Alors ça c'est le genre d'histoire que j'aime ! Je crois que tu m'as tout de suite séduite.

Un peu déconcertant au début mais on se fait vite au style et on se laisse emporter. Les répétitions sont maitrisées, j'aime bien la façon dont tu désignes les personnages par leurs caractéristiques.

C'est très très intriguant, maintenant il faut voir où est-ce que tu nous emmène avec ça et j'ai hâte !
v_lamerand
Posté le 22/01/2021
Très belle exposition !
Le rythme, avec l'utilisation des répétitions, rappelle les vieux contes de notre enfance.

Je me permets d'ouvrir la réflexion cependant, sur les patates. "Éplucher" est plus employé pour les salades, choux et autres feuillu.e.s. "Peler" me semble plus adéquat, surtout pour renforcer l'idée du cristal et de la délicatesse.
Et enfin, troisième ligne en partant de la fin, ne dit-on pas "La patate mortE" ?
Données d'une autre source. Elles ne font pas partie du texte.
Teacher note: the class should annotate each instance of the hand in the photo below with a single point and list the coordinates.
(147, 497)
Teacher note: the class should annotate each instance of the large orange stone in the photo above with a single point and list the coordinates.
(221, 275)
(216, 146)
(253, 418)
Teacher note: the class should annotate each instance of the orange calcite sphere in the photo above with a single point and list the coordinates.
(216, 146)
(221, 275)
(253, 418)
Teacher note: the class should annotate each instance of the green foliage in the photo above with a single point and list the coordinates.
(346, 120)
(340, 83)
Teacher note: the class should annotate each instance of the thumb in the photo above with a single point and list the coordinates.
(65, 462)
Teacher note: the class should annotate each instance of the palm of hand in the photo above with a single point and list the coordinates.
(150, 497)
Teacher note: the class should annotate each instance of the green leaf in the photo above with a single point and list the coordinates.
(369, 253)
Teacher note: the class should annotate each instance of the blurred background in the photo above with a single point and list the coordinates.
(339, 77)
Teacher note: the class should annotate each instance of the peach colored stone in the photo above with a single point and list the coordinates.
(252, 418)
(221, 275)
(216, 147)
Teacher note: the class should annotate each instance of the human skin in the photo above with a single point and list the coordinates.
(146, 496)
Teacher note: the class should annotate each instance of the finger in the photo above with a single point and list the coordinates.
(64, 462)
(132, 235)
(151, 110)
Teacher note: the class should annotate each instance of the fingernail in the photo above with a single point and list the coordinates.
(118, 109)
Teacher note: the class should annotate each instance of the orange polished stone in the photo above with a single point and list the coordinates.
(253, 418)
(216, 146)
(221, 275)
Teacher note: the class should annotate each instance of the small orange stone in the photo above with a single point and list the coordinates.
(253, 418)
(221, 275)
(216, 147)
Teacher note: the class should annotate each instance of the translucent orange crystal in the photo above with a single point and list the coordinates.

J'ai hâte de continuer cette lecture en tous cas !
Orfelle
Posté le 15/01/2021
J'aime beaucoup ce début, même s'il est assez court ! Le rythme et l'ambiance sont bien maintenus, et la fin donne envie de lire la suite, je l'attends avec impatience !
marbraille
Posté le 15/01/2021
Merci beaucoup ! Oui les chapitres seront un peu plus longs à l'avenir, celui-ci était plus une sorte d'introduction !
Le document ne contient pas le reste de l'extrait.